The fact that an independent filmmaker’s (not to say Hollywood’s) best friend is publicity, and nothing raises eyebrows like a satyr who says he’s a family man of God at heart, could lead a cynic to presume these gentlemen are simply saying their values are dipped in red wine, when what’s flowing in their veins is as blue as a Michael Moore sky. After all, there is no way anyone can prove whom they voted for or what causes and campaigns they gave money to. Still, it is best to assume these directors are for real in their devotion to marriage, family, heterosexuality, fetuses and stem cells. And it is entirely conceivable by that Vincent Gallo, Mel Gibson, Paul Morrissey and Jon Springer would be found among the cheering, beer-swigging throngs at NASCAR. At least, Gallo should be found at that red neck cavalcade, as “The Brown Bunny” concerns a pro motorcycle racer who rides his prized cycle - named “Brown Bunny” - across country following the death of his girlfriend.

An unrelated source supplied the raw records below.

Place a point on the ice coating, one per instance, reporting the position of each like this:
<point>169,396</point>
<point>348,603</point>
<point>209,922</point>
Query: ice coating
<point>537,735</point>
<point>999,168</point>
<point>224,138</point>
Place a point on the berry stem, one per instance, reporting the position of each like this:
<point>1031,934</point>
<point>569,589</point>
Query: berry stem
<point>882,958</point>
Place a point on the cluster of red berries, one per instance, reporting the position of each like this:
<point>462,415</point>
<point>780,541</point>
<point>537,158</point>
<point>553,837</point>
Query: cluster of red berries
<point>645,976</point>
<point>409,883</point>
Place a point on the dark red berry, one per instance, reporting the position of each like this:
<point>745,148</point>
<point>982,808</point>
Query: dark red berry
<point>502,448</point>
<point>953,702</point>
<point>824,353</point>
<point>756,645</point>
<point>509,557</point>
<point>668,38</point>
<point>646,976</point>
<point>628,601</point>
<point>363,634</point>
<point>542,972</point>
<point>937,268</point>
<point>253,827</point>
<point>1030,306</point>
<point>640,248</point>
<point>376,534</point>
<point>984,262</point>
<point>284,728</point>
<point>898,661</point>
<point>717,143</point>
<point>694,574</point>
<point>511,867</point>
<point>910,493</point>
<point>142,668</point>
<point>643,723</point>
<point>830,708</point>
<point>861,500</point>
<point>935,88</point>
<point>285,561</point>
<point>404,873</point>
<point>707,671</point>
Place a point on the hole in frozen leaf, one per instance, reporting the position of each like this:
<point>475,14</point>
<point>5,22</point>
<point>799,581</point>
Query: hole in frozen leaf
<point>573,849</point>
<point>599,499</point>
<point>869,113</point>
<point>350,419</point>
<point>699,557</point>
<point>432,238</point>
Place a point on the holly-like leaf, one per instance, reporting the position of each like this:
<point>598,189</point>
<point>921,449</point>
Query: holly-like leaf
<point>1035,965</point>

But will he and his fellow “blood-red staters” ever truly be accepted by the born-again conservatives they court? The answer can probably be found in Vincent Gallo’s reply to the New York Times Magazine last year when asked in an interview if he would be attending the Republican National Convention, held in his home turf of New York City, no less. His reply: “I don’t know. They haven’t invited me.”